At the coordinator level, SPINE supports heterogeneous mobile and desktop devices, as depicted in Table 3.2. Originally, Windows‐ and Linux‐based computers were supported through the SPINE Java SE implementation. However, with the spread of smartphones and tablets having more than sufficient computation and storage capabilities to support mobile‐health applications and (almost) continuous Internet connectivity (through which it is possible to transmit raw signals and high‐level information to remote servers or in the cloud), we put significant efforts to obtain mobile SPINE coordinators since their use is particularly useful (sometimes strictly necessary) when continuous, outdoor mobility is required and is not possible to rely on fixed infrastructures. A JavaME porting of the framework has been in fact realized. A limited QT implementation is also available and runs on Symbian and Windows smartphones, enabling Bluetooth communication with Shimmer nodes using the third‐party QBluetooth library. Finally, and most significant, an Android implementation of SPINE has been more recently developed. SPINE Android has been evaluated on several devices (that have been connected to Shimmer nodes over Bluetooth).
Table 3.2 SPINE‐tested mobile personal devices.
Device | CPU | RAM (MB) | Miscellaneous |
HTC Nexus One | 1 GHz, Snapdragon QSD 8250 | 512 | Android 2.x., MicroSD, up to 32 GB |
Samsung Galaxy S | 1 GHz, ARM Cortex‐A8 Dual‐Core | 512 | Android 2.x., MicroSD, up to 32 GB |
Samsung Galaxy S4 | 1.9 GHz, Snapdragon 600 Quad‐Core | 2048 | Android 4.4.2., MicroSD, up to 64 GB |
Huawei P8 | Quad‐core 2.0 GHz Cortex‐A53e+Quad‐core 1.5 GHz Cortex‐A53 | 3096 | Android 6.0, MicroSD, up to 128 GB |
Samsung Tab2 10.1 | 1.0 GHz, ARM Cortex A9 Dual‐Core | 1024 | Android 4.0.3., MicroSD, up to 32 GB |
Samsung Note3 | 2.3 GHz, Snapdragon 800 Quad‐Core | 3096 | Android 4.4.2., MicroSD, up to 64 GB |
Nokia N95 | 332 MHz, TI OMAP 2420 (ARM11‐based) | 128 | Symbian OS v9.2, S60 rel. 3., MicroSD, up to 32 GB |
Nokia 6120 | 369 MHz, ARM11 | 64 | Symbian OS v9.2, S60 rel. 3.1., MicroSD, up to 8 GB |
Finally, SPINE provides a Java‐based emulation environment that virtualizes generic sensor nodes. With this tool, it is possible to emulate a SPINE‐based BSN, provided that a dataset is available for each node. Hence, each emulated node is equipped with emulated sensors defined by its given dataset. The SPINE emulator is helpful in various situations; for example, to simplify testing and debugging, processing functionalities can be initially implemented in the emulated environment. In addition, the emulator, along with a simple dataset, has been released in open‐source to allow interested developers for investigating the potential of the SPINE framework itself, even if they are not equipped with real wireless sensor nodes.

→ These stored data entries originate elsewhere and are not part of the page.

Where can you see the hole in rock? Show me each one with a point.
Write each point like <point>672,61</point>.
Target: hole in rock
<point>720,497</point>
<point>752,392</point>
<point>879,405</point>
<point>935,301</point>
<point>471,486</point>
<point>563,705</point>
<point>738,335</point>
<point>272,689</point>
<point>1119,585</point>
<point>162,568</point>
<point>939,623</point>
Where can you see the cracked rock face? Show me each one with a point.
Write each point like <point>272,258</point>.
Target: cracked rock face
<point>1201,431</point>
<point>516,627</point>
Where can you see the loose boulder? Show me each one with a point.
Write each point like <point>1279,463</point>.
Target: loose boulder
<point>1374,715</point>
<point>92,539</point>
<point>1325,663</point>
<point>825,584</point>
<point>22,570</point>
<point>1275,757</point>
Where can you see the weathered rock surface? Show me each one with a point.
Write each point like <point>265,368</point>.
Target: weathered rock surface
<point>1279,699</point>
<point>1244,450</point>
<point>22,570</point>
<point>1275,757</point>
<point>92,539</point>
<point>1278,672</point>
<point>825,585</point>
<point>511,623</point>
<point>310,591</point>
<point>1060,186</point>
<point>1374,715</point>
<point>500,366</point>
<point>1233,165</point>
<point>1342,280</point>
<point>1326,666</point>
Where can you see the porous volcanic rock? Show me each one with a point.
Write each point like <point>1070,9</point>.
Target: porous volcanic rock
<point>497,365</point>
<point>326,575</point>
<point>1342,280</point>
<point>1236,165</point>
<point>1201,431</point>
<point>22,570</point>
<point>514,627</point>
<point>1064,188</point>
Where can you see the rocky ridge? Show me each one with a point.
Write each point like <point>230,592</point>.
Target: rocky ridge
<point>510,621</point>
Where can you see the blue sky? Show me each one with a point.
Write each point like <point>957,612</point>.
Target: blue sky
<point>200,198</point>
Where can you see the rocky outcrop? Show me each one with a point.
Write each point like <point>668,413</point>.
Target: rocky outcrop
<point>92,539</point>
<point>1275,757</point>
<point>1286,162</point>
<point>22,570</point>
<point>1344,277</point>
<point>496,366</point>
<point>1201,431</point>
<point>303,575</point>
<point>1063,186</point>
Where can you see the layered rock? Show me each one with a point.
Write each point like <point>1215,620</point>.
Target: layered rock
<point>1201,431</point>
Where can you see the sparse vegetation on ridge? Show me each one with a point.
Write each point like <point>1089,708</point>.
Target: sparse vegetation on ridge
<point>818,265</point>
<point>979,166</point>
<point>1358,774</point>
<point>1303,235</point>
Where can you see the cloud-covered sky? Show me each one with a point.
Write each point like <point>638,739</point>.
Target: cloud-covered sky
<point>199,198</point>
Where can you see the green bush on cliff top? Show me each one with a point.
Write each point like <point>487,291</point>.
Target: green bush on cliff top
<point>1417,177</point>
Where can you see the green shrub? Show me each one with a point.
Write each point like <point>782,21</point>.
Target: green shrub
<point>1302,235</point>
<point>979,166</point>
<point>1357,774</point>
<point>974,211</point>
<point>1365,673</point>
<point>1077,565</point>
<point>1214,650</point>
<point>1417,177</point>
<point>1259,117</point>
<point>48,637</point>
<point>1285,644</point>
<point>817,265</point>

In this chapter, SPINE, a domain‐specific programming framework, has been presented. The main goal of SPINE is to provide BSN developers with support for rapid prototyping of signal‐processing applications. In SPINE, sensors and common processing functionalities, such as math aggregators and threshold‐based alarms, can be configured independently and connected together arbitrarily at runtime based on external controls.

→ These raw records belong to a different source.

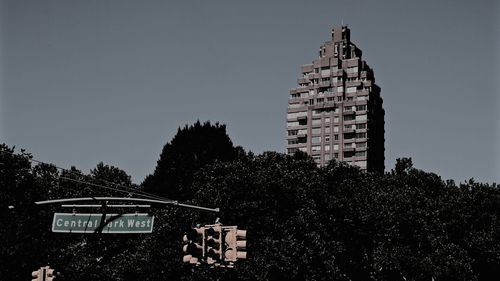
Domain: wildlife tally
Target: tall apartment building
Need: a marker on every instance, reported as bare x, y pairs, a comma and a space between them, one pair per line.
336, 110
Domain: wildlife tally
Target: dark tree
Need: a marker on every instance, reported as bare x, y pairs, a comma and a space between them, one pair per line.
192, 148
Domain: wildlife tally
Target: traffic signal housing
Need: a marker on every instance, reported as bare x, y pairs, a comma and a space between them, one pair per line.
43, 274
49, 274
213, 243
193, 247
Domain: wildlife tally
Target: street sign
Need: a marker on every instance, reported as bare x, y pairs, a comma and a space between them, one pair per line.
115, 223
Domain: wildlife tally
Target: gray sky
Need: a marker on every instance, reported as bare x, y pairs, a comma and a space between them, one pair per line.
90, 81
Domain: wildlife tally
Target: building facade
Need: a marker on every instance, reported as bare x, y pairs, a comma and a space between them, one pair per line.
336, 110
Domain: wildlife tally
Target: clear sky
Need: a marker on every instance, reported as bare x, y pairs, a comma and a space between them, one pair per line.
90, 81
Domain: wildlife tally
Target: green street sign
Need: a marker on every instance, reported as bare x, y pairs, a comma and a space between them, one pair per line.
89, 223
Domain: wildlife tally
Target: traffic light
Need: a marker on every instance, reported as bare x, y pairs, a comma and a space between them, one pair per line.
37, 275
234, 244
213, 243
49, 274
194, 245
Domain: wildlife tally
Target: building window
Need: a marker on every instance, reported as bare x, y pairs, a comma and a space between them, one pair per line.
360, 153
361, 144
353, 69
360, 107
361, 117
360, 135
316, 139
348, 154
351, 90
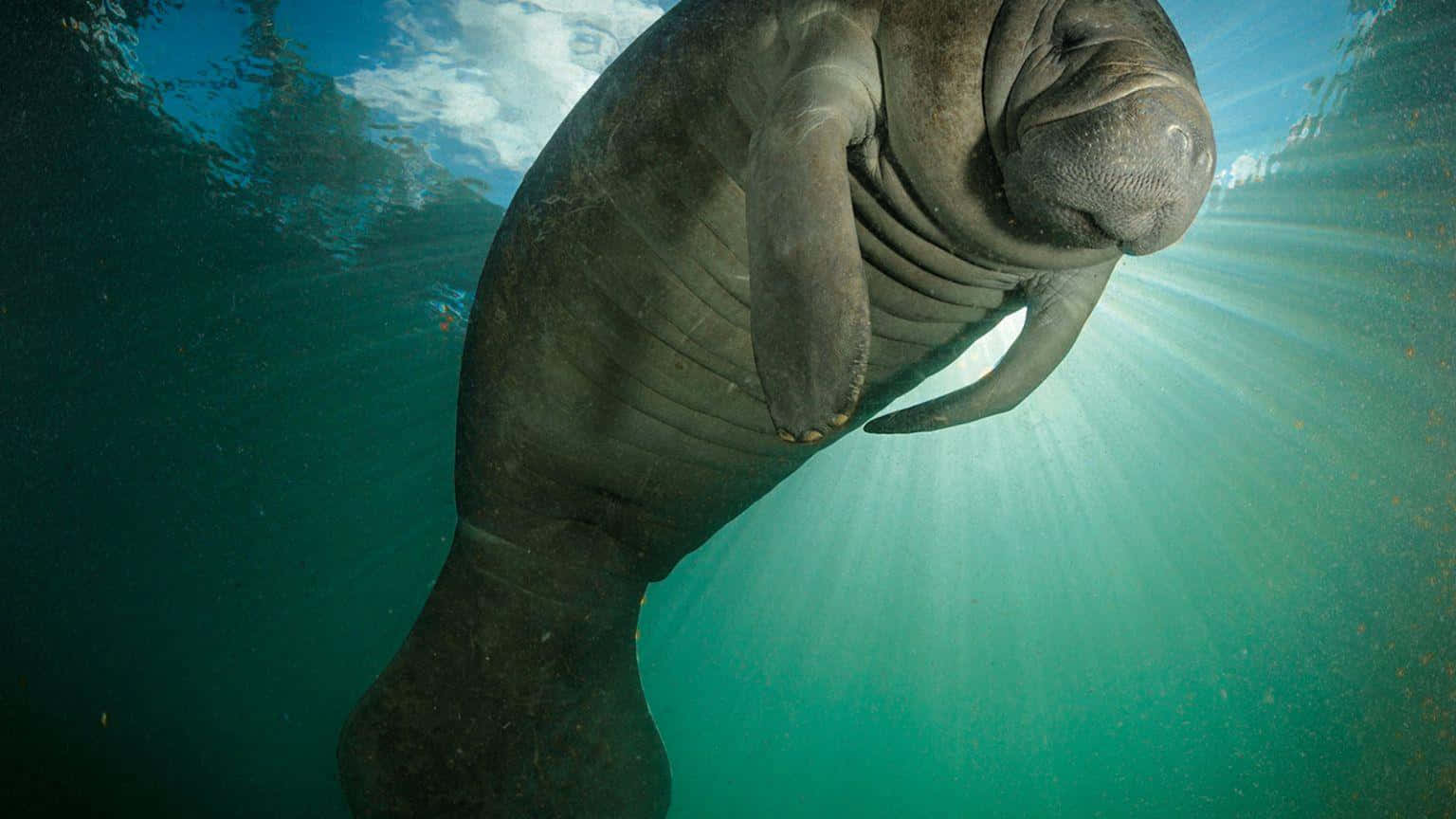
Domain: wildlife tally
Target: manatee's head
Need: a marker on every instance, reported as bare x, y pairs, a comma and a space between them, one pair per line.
1098, 127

Hence, one of the main achievements of SPINE is the reuse of software components to allow different end‐user applications to configure sensor nodes at runtime based on the application‐specific requirements without off‐line reprogramming when switching from an application to another. Furthermore, thanks to its modular component‐based design approach, SPINE enables a great degree of heterogeneity: a wide variety of hardware platforms, sensors, programming languages, and operating systems are supported. This allows for a very flexible and usable framework in different BSN application scenarios, where, due to specific requirements, only certain platforms or operating systems might be used.